No, I was nervous because that’s my usual zone when being the center of attention. I was not a fan of all eyes on the sweaty big guy. Even with one of my closest friends standing to my right as my best man, or my dad dutifully tying my tie in one of the musty hot box rooms a mere few minutes before the big show. Even if that sweltering building was filled with family and friends(and those acquaintances), I was still sweating under the sweat. My wedding suit my parents bought for me feeling like a monkey suit, and me being the monkey groom. I’m more of a behind the scenes guy, not the main event guy.

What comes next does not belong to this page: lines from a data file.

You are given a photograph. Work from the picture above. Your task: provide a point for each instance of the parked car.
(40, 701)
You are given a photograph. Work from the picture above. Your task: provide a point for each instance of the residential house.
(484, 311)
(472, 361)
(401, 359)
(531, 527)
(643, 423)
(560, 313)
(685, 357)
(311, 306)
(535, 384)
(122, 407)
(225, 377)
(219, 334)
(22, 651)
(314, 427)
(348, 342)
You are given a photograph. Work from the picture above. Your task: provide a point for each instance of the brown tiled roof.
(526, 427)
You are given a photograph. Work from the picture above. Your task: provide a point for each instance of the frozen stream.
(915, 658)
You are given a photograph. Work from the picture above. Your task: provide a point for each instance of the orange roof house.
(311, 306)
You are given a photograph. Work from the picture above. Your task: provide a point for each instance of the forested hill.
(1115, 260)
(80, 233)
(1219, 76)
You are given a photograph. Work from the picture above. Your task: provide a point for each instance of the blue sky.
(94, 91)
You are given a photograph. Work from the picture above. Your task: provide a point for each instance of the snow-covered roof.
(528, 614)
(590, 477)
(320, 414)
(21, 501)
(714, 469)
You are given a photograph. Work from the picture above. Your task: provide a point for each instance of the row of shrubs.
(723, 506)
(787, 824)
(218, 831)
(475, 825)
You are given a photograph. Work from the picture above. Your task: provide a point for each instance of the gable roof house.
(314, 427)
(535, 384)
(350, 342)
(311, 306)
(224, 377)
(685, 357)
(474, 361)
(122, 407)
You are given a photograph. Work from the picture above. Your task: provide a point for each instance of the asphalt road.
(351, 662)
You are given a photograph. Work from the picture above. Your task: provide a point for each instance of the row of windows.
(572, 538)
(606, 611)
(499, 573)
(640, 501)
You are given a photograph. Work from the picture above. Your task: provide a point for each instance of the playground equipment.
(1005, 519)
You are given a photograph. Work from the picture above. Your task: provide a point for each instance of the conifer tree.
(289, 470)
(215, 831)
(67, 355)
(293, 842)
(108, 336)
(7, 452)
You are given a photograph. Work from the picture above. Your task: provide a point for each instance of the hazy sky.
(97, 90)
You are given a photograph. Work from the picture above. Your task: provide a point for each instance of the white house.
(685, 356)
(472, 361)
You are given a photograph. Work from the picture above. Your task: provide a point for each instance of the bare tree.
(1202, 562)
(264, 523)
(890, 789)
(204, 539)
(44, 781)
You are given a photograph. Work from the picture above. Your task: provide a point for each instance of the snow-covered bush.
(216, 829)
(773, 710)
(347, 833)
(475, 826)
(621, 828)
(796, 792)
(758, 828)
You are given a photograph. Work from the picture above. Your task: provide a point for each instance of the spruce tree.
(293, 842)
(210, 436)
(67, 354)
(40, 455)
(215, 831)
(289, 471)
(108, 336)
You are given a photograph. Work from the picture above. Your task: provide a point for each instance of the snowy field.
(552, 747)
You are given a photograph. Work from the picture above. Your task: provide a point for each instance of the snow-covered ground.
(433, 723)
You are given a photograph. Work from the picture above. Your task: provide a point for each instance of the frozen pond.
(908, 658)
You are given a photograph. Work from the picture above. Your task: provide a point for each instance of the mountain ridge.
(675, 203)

Regardless, I made it to the front of the hall as our guests smiled and talked under their breath and waited for my blushing bride to make her appearance. And as she began walking down the makeshift aisle she began nervous laughing as if she’d pulled a few tokes off a nitrous tank. As I stood there somewhat horrified but keeping a weird smirk plastered on my face like all of this was supposed to be happening, my blushing bride regained her composure and the justice of the peace did her thing.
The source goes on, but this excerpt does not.